Mark Stephens unseats incumbent councilman


Mark Stephens went door-to-door prior to Patton Borough elections to encourage community members to vote for him. Stephens’ won the election last Tuesday.

Brandon Zeris, Editor-In-Chief

Pitt-Johnstown senior Mark Stephens lost in Pitt-Johnstown’s Student Government Association presidential election in April, but that didn’t discourage him seeking political office.

Stephens’ second election in six months brought a better result than his first when he secured a Patton Borough Council seat Nov. 5 by just nine votes, supplanting two-term incumbent Richard Resko — who is also Stephens’ neighbor, two houses away.

Stephens has served on Pitt-Johnstown’s Student Government Association for the last four years, and he went into the Patton Borough +race as an underdog, running against Resko, who served on the council for the last eight years.

Evidently the voters wanted a change — perhaps a younger, fresher perspective, Stephens said.

“I think people wanted someone young to get involved,” said Stephens, who won a four-year term on the borough council.

Stephens said he was confident at the start of Election Day but became a little uneasy when he drove past the Patton Volunteer Fire Co., where the borough’s polling center was, at about 10:30 a.m. and saw his opponent greeting voters.

“He was out there from 7 a.m. until 6:45 at night,” Stephens said. “He did not take a break.”

The polls closed at 8 p.m. and the results were posted about an hour later on Cambria County’s election results website.

Stephens said he was at his parents’ home with his mother, father and grandfather when he saw that he had won.

“I was sitting there nervously refreshing the page.
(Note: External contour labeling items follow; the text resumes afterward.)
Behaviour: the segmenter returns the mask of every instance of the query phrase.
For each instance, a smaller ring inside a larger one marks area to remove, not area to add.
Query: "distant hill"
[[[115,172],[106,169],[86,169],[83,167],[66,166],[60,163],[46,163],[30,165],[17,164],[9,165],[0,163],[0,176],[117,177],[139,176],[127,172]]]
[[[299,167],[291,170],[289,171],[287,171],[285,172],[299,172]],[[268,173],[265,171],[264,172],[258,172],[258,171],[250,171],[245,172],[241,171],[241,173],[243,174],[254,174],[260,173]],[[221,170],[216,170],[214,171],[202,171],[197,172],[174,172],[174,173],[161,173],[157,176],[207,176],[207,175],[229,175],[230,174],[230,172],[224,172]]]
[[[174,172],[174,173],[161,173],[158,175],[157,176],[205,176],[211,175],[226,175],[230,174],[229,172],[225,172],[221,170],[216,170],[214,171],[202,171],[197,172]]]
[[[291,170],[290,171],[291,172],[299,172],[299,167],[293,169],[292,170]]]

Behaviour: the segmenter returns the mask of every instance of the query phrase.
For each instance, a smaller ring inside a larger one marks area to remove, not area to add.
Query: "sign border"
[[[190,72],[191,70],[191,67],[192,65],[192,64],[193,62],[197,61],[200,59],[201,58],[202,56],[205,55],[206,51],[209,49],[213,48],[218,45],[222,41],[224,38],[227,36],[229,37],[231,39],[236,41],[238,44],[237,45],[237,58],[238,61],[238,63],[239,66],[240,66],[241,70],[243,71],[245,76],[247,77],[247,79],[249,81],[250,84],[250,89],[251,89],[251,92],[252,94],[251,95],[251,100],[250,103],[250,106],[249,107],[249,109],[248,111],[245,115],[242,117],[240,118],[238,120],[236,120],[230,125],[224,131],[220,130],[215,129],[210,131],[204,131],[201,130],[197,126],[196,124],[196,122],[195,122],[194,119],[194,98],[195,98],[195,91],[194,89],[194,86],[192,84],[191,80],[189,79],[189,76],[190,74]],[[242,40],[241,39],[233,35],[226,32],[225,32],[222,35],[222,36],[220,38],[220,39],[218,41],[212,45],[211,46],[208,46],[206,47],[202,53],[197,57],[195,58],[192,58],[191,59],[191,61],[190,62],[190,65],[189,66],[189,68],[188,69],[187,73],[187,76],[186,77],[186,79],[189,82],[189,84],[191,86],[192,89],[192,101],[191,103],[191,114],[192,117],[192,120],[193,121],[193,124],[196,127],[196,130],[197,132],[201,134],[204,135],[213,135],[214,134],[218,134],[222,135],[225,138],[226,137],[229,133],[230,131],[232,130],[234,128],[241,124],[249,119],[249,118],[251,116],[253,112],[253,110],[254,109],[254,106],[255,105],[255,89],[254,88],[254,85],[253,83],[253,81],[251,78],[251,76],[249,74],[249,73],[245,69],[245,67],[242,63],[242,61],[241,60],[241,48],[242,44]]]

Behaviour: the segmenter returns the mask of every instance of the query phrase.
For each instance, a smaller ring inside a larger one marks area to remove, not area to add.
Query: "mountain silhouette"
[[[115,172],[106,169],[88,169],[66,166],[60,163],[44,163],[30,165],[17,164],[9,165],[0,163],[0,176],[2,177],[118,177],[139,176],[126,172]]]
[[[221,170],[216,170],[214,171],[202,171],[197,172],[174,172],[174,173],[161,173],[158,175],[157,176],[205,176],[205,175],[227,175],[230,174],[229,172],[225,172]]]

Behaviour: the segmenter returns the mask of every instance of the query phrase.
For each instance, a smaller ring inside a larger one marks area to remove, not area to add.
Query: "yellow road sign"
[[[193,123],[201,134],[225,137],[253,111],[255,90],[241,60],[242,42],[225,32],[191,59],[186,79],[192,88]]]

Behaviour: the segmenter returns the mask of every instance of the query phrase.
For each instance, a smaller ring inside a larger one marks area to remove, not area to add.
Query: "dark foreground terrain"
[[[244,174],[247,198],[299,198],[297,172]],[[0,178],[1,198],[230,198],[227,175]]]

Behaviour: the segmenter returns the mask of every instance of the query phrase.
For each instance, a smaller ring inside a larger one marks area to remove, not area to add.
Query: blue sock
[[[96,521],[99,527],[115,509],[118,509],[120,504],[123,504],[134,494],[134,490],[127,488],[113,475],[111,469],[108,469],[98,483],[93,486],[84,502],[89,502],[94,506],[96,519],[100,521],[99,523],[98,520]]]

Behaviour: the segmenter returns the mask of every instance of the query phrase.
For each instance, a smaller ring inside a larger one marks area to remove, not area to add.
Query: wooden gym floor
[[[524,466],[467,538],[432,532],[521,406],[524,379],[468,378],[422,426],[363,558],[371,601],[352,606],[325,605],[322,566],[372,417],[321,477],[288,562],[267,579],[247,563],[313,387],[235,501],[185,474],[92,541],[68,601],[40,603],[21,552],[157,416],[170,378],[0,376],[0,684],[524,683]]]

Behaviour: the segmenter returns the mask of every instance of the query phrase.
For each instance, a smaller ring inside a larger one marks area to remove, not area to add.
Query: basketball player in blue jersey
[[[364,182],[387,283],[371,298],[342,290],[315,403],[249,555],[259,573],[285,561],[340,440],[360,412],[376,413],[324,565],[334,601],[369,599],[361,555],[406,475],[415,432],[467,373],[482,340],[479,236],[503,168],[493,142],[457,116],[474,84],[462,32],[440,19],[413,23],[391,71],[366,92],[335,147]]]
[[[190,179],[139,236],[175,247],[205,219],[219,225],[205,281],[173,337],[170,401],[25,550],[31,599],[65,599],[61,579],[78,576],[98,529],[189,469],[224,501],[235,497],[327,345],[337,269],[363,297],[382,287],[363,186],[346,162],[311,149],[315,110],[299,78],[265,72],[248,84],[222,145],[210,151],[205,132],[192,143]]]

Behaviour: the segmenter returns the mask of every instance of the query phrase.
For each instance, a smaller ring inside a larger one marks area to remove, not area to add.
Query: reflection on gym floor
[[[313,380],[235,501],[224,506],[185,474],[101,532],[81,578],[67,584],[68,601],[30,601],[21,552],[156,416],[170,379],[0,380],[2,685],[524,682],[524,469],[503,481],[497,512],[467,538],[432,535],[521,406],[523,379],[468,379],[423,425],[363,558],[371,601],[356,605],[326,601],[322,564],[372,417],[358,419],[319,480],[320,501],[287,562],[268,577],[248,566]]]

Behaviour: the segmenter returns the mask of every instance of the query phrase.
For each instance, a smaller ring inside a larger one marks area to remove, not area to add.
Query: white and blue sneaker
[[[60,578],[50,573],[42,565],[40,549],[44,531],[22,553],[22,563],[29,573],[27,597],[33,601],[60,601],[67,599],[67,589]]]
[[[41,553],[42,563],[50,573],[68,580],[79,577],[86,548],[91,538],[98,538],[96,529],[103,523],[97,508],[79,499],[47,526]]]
When it came up, I called my mom over, I scrolled down and said, ‘Oh my gosh, I won.’ I was so darn happy, I was jumping and running around the house,” he said.

A total of 167 votes were cast for the council seat.

Stephens said he relied on posting yard signs printed with his name, and door-to-door campaigning to gain support, per Cambria County Commissioner Tom Chernisky’s advice.

“He would call me probably at least twice a week, bugging me to campaign, telling me to go door-to-door,” Stephens said. “He also told me to watch what I said online, things like that.”

Chernisky said Stephens helped him campaign for his race two years ago and returned the favor by giving him some tips. He said Stephens has what it takes to be successful.

“He’s an asset to Cambria County and an asset to Patton,” Chernisky said. “He needs to do a million little things for the people. He needs to be brutally honest and to listen to them.”

Stephens said he plans to run for Cambria County commissioner at some point in the future.